The MINERVA study (MINimizE Right Ventricular pacing to prevent Atrial fibrillation and heart failure) examined the effects of 3 pacing modalities, according to a Medtronic statement:
- MVP, which promotes physiologic heart rhythms, thereby reducing the risks associated with unnecessary pacing in the right ventricle.
- Atrial Intervention Pacing, atrial overdrive pacing designed to counteract potential atrial tachyarrhythmia initiating events.
- Reactive ATP, which paces during atrial tachyarrhythmia intending to restore sinus rhythm.
The MVP and Reactive ATP modalities are exclusive to Medtronic technologies and are features of the company’s Advisa and Revo MRI SureScan pacing systems, the company noted.
Participating patients had no permanent atrial fibrillation and no complete heart blockages at the time of enrollment.
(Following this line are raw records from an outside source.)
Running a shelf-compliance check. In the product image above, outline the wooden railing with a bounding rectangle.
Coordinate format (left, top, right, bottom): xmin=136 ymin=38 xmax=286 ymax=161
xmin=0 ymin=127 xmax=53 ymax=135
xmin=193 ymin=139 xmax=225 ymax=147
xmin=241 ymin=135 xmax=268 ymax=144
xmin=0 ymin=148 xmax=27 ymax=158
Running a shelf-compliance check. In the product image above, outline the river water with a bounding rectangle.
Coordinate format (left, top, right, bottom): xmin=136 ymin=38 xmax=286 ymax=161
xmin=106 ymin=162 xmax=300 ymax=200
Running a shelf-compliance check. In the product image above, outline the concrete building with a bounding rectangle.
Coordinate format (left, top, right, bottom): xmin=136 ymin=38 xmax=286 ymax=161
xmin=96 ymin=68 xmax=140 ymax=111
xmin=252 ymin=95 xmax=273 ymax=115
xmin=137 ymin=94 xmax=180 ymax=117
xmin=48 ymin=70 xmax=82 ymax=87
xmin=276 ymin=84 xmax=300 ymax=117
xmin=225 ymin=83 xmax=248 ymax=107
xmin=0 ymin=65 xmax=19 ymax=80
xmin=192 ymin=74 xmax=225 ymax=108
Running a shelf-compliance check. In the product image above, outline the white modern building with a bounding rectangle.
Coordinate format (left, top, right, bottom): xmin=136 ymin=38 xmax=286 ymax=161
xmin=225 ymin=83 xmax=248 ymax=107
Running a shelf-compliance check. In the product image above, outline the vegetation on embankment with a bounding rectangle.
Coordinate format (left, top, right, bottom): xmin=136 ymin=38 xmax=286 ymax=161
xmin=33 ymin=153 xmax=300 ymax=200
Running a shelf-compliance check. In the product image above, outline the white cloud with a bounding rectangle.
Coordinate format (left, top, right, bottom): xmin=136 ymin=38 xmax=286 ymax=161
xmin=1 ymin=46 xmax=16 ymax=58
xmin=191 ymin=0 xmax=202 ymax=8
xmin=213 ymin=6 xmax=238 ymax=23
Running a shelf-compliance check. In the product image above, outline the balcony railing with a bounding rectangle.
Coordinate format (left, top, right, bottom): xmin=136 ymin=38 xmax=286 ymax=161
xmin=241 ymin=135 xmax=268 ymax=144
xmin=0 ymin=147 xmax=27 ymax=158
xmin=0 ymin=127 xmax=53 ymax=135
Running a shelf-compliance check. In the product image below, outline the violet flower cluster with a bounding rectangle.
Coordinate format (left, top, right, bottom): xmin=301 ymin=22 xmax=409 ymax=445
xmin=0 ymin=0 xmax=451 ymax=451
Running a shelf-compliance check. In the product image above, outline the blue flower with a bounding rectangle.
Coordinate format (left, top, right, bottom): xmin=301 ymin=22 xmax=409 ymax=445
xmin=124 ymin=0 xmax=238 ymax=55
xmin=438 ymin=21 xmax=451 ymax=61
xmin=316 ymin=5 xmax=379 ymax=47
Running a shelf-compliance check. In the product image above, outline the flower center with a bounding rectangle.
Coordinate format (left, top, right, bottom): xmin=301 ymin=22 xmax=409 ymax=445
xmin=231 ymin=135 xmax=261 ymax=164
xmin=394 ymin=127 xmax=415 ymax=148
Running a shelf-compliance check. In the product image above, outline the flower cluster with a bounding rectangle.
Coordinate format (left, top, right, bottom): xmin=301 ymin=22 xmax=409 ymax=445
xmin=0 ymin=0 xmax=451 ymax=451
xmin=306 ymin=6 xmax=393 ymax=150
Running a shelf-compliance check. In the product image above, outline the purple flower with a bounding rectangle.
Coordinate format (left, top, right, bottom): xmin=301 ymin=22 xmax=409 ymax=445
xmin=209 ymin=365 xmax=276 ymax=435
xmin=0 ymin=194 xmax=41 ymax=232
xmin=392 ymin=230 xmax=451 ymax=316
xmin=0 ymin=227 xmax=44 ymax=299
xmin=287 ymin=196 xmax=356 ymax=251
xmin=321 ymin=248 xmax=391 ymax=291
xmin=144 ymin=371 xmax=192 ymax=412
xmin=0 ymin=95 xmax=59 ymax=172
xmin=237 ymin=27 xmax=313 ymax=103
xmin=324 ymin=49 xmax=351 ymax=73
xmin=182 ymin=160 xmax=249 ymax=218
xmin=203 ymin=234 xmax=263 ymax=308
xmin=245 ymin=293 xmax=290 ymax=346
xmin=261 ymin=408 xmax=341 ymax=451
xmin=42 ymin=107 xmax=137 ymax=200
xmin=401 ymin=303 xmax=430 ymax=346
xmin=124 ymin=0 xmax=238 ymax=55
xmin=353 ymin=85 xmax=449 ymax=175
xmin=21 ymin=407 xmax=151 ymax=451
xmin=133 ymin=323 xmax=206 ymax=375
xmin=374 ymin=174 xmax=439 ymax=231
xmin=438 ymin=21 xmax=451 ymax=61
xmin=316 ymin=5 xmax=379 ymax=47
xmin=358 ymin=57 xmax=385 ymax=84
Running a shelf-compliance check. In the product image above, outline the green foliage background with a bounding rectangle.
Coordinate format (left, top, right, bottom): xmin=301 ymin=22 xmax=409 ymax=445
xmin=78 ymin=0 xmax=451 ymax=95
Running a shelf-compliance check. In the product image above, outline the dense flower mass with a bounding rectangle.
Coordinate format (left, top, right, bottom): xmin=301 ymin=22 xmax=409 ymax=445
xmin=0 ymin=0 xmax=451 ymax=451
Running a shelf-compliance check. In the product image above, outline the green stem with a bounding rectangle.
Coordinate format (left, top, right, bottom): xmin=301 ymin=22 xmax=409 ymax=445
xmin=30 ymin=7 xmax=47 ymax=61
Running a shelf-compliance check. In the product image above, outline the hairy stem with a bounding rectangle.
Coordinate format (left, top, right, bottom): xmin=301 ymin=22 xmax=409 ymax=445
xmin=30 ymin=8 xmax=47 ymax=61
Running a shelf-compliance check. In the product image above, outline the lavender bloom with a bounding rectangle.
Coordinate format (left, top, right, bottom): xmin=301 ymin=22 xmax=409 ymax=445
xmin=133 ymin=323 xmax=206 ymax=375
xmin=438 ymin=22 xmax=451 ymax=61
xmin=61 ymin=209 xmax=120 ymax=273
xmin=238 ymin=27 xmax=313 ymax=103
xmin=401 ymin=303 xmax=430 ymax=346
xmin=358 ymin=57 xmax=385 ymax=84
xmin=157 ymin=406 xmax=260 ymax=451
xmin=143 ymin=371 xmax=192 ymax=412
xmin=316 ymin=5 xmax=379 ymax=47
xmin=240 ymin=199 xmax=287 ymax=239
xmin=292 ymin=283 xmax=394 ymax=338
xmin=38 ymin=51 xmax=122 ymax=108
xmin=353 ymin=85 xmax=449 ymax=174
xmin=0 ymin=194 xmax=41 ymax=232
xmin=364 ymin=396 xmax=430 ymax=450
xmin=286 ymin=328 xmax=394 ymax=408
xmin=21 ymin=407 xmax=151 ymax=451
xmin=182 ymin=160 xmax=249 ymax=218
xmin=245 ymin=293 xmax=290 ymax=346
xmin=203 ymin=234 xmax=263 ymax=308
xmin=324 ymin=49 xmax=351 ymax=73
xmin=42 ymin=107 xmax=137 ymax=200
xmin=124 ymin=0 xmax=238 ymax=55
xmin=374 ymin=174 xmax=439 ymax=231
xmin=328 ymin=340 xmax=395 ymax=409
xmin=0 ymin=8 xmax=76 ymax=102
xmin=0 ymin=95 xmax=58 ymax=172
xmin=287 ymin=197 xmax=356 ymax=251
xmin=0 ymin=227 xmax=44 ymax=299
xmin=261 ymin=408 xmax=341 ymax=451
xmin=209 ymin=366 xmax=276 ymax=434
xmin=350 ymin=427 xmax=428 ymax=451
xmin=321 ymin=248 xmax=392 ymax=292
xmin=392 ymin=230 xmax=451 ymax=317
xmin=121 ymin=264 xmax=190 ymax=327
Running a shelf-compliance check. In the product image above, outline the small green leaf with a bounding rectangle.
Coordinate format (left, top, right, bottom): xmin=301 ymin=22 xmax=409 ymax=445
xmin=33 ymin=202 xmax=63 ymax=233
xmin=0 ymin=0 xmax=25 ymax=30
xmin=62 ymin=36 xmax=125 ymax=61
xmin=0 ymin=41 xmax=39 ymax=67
The trial was designed to evaluate whether the pacing programs could lower mortality and hospitalizations and delay or prevent atrial fibrillation, a heart rhythm disorder associated with death, stroke and heart failure.
Patients treated with the Medtronic pacemakers experienced a 26% reduction in adverse events, driven primarily by a 61% reduction in atrial fibrillation risk, according to a press release. Researchers further noted a 52% relative reduction in atrial-fibrillation-related hospitalizations and ER visits.
"By addressing atrial fibrillation, which is the most common cardiac arrhythmia encountered in clinical practice, our study is the 1st to demonstrate that pacemakers with enhanced pacing features can significantly reduce the progression of this dangerous condition," principal investigator Luigi Padeletti said in prepared remarks. "We know that AF has been associated with a higher risk of heart failure, stroke and death, so slowing down the progression of this disease may help reduce a patient’s risk of suffering these life-threatening conditions."
The findings are good news for Minnesota-based Medtronic, which has gotten some bad press recently over a recall of its coronary surgery guidewires, which got the FDA’s highest-risk Class I label after the device was implicated in the injury of at least 1 patient.
MDT shares were flat in early afternoon trading, with shares at $58.52 as of about 1:15 p.m., down 0.05% on the day.